What This Calculator Does
This tool computes the area of a circle when you know its radius. Enter the radius and it instantly returns the area using the classic formula \(A = \pi r^{2}\), along with the diameter and circumference as bonus values. It works for any unit — centimeters, inches, meters, feet — the output is simply in the corresponding square units.
How to Use It
Type the radius (the distance from the center of the circle to its edge) into the input box and the result updates immediately. If you only know the diameter, divide it by two first to get the radius.

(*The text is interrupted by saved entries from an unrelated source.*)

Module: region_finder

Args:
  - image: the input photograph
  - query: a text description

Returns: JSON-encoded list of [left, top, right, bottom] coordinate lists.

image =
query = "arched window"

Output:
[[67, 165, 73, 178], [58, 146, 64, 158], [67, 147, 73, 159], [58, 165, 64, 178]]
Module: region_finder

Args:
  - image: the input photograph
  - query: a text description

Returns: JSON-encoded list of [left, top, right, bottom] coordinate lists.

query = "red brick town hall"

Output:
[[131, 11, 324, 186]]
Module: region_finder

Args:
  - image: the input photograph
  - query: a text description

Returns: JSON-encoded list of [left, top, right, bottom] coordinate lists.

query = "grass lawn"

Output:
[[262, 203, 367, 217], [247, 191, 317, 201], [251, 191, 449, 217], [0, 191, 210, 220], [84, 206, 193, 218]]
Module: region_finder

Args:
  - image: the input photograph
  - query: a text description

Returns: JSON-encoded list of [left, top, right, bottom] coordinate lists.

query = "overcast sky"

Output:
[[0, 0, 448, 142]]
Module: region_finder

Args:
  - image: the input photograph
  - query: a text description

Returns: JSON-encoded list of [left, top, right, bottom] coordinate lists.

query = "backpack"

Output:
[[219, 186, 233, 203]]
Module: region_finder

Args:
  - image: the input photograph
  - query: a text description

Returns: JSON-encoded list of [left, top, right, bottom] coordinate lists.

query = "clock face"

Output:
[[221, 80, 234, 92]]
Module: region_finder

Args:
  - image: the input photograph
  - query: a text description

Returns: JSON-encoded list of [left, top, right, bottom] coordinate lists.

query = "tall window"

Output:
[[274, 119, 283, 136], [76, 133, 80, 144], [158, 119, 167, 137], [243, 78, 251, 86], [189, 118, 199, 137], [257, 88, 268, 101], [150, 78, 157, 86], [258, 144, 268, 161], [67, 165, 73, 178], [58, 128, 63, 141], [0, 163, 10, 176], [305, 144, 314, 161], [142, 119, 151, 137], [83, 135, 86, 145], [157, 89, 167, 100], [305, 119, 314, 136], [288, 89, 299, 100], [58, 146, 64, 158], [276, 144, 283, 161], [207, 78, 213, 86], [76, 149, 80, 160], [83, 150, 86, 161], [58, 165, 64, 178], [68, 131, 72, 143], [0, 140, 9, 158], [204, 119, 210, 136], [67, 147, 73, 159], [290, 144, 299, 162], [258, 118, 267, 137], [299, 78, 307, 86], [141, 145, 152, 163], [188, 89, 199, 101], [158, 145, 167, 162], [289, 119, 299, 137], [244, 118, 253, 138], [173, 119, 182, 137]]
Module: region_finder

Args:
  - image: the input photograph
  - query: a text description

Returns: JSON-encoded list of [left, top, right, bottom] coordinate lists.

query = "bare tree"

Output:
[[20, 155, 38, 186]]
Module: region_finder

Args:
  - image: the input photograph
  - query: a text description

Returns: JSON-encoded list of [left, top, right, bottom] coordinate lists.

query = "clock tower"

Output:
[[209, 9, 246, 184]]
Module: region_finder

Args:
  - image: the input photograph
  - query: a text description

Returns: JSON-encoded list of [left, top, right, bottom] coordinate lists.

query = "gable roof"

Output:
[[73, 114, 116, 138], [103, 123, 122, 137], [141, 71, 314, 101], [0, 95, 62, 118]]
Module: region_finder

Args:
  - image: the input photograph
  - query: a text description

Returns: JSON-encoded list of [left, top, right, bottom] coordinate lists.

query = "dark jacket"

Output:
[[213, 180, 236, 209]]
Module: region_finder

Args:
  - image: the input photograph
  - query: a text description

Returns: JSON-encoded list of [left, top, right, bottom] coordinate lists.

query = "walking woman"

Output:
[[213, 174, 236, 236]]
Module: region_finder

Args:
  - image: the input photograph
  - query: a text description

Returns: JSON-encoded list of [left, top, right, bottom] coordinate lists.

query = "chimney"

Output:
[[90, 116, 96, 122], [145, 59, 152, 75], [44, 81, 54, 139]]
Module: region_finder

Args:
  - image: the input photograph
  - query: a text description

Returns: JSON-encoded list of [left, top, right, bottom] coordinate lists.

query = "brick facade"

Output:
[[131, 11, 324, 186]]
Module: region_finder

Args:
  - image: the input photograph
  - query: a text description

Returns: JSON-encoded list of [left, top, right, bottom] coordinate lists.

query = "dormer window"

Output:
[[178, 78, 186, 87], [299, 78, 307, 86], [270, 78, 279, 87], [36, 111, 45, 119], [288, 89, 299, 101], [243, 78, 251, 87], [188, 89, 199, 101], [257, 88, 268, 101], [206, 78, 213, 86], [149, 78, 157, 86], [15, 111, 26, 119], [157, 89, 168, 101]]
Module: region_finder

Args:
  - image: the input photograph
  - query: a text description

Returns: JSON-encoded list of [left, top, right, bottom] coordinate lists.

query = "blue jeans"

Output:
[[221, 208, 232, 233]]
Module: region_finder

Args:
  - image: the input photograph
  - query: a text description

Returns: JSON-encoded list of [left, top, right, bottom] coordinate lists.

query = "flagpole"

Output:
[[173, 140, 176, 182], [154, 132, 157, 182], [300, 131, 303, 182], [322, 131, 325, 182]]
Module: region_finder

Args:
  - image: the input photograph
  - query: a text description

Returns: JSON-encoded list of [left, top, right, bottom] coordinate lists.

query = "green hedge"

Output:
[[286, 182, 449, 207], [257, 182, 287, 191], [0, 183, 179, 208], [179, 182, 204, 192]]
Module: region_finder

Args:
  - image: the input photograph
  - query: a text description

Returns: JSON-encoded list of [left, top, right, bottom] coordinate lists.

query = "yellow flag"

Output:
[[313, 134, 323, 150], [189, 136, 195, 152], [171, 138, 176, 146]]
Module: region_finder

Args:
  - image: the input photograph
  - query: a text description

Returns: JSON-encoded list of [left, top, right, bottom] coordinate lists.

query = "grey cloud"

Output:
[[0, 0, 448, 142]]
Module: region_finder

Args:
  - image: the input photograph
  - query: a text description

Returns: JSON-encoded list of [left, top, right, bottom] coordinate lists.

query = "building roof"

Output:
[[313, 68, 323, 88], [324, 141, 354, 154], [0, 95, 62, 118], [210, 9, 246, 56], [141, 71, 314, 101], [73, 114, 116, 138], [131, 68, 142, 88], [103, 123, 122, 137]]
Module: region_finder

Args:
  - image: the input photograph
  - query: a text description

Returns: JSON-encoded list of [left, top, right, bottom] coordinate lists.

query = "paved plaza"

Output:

The calculator accepts decimals, so values like 3.5 or 12.75 work perfectly.
The Formula Explained
The area of a circle is given by $$A = \pi r^{2}$$ where r is the radius and \(\pi\) (pi) is approximately 3.14159. Squaring the radius and multiplying by pi gives the total area enclosed by the circle. The circumference is \(C = 2\pi r\), and the diameter is simply \(d = 2r\).
Worked Example
Suppose a circle has a radius of 5 units. Then $$A = \pi \times 5^{2} = \pi \times 25 \approx 78.54 \text{ square units.}$$ Its diameter is \(2 \times 5 = 10\) units, and its circumference is \(2 \times \pi \times 5 \approx 31.42\) units.
FAQ
What if I only know the diameter? Divide the diameter by 2 to get the radius, then enter it.
What units does the result use? The area is in square units of whatever unit you used for the radius (e.g., a radius in cm gives area in cm²).
Why is the area always positive? Because the radius is squared, the area is never negative; a radius of 0 gives an area of 0.